Using her own life as an example, Armstrong showed what can happen to someone who isn’t careful regarding sex. In the past, she has watched many of her closest friends die from AIDS. And now, she sees young people today making the same mistakes she made in forgoing safety. She still remembers taking the long routes to the back doors of hospitals to avoid embarrassment, despite the crippling pain she experienced. She managed to keep her diagnosis largely a secret for five years, even going so far as to tell people she had leukemia or another hereditary disease to receive rides to the hospital.

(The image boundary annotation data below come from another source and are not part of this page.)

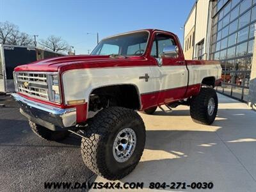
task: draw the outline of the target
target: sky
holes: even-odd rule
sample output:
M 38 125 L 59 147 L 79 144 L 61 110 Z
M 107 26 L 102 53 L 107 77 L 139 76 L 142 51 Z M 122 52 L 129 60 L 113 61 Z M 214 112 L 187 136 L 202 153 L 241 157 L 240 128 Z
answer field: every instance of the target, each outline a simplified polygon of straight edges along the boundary
M 118 33 L 159 29 L 183 40 L 183 27 L 195 0 L 0 0 L 0 22 L 20 31 L 61 36 L 77 54 L 88 54 L 99 39 Z M 88 33 L 92 33 L 87 35 Z

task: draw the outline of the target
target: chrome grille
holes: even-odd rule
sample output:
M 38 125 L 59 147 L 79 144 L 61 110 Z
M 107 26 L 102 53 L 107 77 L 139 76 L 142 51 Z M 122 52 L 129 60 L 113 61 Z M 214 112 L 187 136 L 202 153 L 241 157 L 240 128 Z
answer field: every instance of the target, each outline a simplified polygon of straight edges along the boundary
M 49 100 L 47 76 L 47 73 L 16 72 L 17 92 Z

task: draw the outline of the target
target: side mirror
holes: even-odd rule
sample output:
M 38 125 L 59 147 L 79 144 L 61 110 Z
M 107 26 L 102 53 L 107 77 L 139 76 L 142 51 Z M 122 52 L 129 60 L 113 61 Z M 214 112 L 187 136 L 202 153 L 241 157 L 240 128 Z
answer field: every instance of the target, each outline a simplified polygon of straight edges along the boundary
M 176 45 L 170 45 L 164 47 L 163 56 L 168 58 L 177 58 L 179 55 L 179 48 Z

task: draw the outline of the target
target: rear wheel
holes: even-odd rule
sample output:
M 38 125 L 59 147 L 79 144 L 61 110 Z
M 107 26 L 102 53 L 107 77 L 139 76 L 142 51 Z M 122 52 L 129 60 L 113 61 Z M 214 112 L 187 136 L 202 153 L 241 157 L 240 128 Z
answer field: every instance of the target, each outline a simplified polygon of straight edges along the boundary
M 193 97 L 190 105 L 190 115 L 195 122 L 211 125 L 218 111 L 218 97 L 211 88 L 202 88 L 199 94 Z
M 105 108 L 92 119 L 82 139 L 85 165 L 109 180 L 120 179 L 138 164 L 144 150 L 144 123 L 134 111 Z
M 147 115 L 152 115 L 154 113 L 155 113 L 156 109 L 157 109 L 157 106 L 145 109 L 143 112 Z
M 70 132 L 67 131 L 53 131 L 29 121 L 32 131 L 41 138 L 49 141 L 60 141 L 67 138 Z

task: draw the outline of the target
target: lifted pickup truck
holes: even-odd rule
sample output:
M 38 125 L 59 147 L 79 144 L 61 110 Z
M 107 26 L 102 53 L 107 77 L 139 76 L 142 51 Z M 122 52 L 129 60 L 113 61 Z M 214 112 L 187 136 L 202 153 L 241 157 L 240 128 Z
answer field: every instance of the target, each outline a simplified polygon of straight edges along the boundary
M 221 71 L 218 61 L 185 60 L 173 33 L 145 29 L 103 39 L 89 56 L 19 66 L 12 95 L 38 136 L 81 136 L 86 166 L 115 180 L 131 173 L 143 152 L 145 127 L 136 111 L 187 105 L 194 121 L 210 125 Z

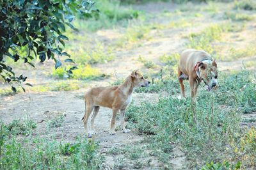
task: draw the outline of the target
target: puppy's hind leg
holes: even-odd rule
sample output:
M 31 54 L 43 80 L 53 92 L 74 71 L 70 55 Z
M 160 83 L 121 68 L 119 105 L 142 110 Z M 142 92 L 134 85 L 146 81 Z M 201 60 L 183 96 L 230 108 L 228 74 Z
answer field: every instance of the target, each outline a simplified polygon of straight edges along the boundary
M 96 134 L 95 129 L 94 128 L 94 120 L 95 119 L 95 117 L 96 117 L 97 114 L 98 114 L 99 110 L 100 110 L 99 106 L 94 106 L 93 107 L 93 114 L 92 118 L 91 120 L 91 129 L 90 129 L 92 130 L 91 132 L 93 135 Z
M 186 95 L 185 95 L 185 88 L 184 88 L 184 84 L 183 84 L 183 81 L 184 80 L 184 79 L 183 79 L 184 77 L 180 77 L 183 76 L 184 75 L 184 74 L 182 73 L 182 72 L 180 71 L 180 68 L 178 66 L 178 79 L 179 79 L 179 82 L 180 83 L 180 91 L 181 91 L 181 93 L 182 95 L 182 97 L 186 97 Z M 180 78 L 182 78 L 182 79 L 180 79 Z
M 84 100 L 85 102 L 85 113 L 84 115 L 84 117 L 82 118 L 83 121 L 84 122 L 84 129 L 85 129 L 85 132 L 86 134 L 88 134 L 88 120 L 90 118 L 90 115 L 92 113 L 93 107 L 91 104 L 88 102 L 86 100 Z M 90 136 L 90 134 L 88 134 L 88 137 L 92 137 L 92 136 Z
M 124 133 L 129 133 L 131 132 L 131 130 L 125 128 L 124 125 L 124 116 L 125 114 L 125 108 L 122 109 L 120 110 L 120 128 L 121 130 L 123 130 Z
M 116 134 L 116 132 L 115 132 L 115 125 L 116 123 L 116 112 L 118 111 L 119 109 L 117 107 L 113 107 L 112 109 L 113 109 L 113 115 L 111 118 L 111 123 L 110 124 L 109 134 L 111 135 L 115 135 Z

This shame and stigma, though in less degree today due to the increasing prominence of HIV and AIDS, still exists. It is important to remember, notes Armstrong, that it does kill you. Even if you survive for many years, as she has, your quality of life decreases dramatically. With a weakened immune system, sickness, and death come so much easier.
Armstrong ended her presentation by reminding the audience of the ways to take precaution and protect themselves from going through the things she went through, such as using condoms and limiting your use of alcohol for its ability to cloud judgment. HIV and AIDS do ruin lives, and it’s important to take steps to ensure that yours isn’t one of them.